Хотя, разумеется, в концерте многое выходит иначе, нежели предусмотрено планом – Софроницкий говорит и об этом.
– А что для вас «художественный образ» в музыке?
– Я бы сказал, что для меня это, прежде всего, образ музыкальный. Внемузыкальные ассоциации возникают, но ведь они не являются имманентной частью музыкального произведения. В том, что относится к так называемому миру высоких идей, музыка, по-моему, богаче прочих языков. Даже авторские программы, когда и поскольку предпосланы, имеют, по-моему, вспомогательное значение. Иначе сложно объяснить многочисленные случаи, когда авторы отказывались обнародовать программы, даже имея их в виду.
Римский-Корсаков свидетельствует, что спрошенный им Чайковский не пожелал открыть программу Шестой симфонии[2]. Какие слова способны выразить то, что в ней заложено?.. А не будь опубликовано знаменитое письмо Чайковского к Н. Ф. фон Мекк, мы не узнали бы и программу Четвертой симфонии – по-моему, довольно бедную рядом с музыкой (это и сам автор отмечал).
Шопен, как известно, снял указание на ассоциацию с «Гамлетом» в Ноктюрне соль минор из ор. 15… Прокофьев «проговорился» о программном смысле последних страниц своей Шестой симфонии (после реминисценции побочной темы I части, перед собственно кодой финала) только жене[3]. Это само по себе очень важно, серьезно, волнующе, но чтобы прибавляло что-то к музыке?.. Сомневаюсь.

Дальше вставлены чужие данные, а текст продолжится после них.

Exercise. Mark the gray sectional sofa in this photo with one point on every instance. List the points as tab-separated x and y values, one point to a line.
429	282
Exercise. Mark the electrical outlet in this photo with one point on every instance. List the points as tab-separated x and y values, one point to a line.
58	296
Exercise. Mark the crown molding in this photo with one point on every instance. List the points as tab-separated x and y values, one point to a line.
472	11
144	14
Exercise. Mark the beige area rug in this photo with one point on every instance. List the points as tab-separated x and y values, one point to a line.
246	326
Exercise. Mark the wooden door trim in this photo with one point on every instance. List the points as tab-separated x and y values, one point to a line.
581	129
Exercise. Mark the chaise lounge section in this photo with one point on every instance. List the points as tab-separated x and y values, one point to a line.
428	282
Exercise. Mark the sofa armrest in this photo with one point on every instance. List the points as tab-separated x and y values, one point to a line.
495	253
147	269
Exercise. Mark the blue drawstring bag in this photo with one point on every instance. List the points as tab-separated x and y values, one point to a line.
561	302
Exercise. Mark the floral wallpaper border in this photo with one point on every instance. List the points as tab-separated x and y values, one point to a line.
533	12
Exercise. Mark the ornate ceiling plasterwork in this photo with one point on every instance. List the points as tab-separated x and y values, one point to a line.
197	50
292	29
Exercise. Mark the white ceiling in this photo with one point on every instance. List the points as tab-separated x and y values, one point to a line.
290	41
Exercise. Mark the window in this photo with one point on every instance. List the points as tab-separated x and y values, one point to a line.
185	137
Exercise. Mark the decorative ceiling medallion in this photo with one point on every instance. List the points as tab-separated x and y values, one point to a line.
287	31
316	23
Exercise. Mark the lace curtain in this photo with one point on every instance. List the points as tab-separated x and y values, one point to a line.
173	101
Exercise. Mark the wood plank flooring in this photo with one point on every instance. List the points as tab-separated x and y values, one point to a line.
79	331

Или взять Десятую симфонию Мясковского… Автор написал Прокофьеву, что
«нарочно не упоминал о “Медном всаднике”, чтобы наши умные критики вместо “душевного смятения” не стали искать одного лишь наводнения, что было бы нетрудно найти при том обилии нот, какое имеется в этой симфонии. У меня же перед глазами был главным образом рисунок А. Бенуа (помните, быть может? – бегущий Евгений, а за ним скачущий всадник), и всякие лирики и смятенные вопли»[4].

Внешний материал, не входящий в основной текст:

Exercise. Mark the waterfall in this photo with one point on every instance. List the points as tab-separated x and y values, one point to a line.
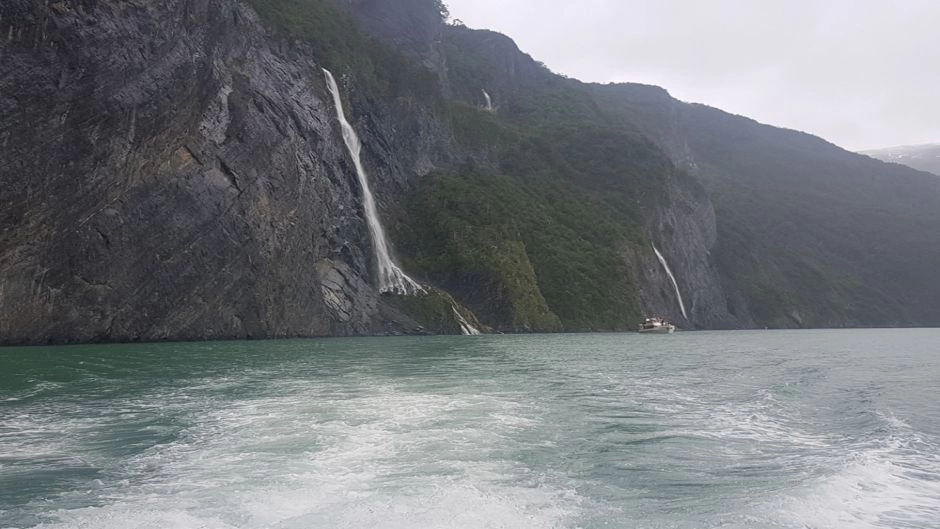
489	101
675	285
391	278
465	327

Мне кажется, музыкальный человек воспримет Симфонию и без рисунка Бенуа, и, может быть, даже полнее, если не будет отвлекаться на рисунок, как бы замечателен он ни был. А музыкально не развитый человек не воспримет и с рисунком. По-моему, миссия рисунка Бенуа в Симфонии окончена после того, как с его помощью композитор ее сочинил. С другой стороны, в качестве «стимулятора воображения» слушателя, развития его музыкальности рисунок может и пригодиться (и в педагогике к такой стимуляции приходится нередко прибегать). Но может и помешать, стеснить воображение… Эта симфония написана в год 10-летия революции…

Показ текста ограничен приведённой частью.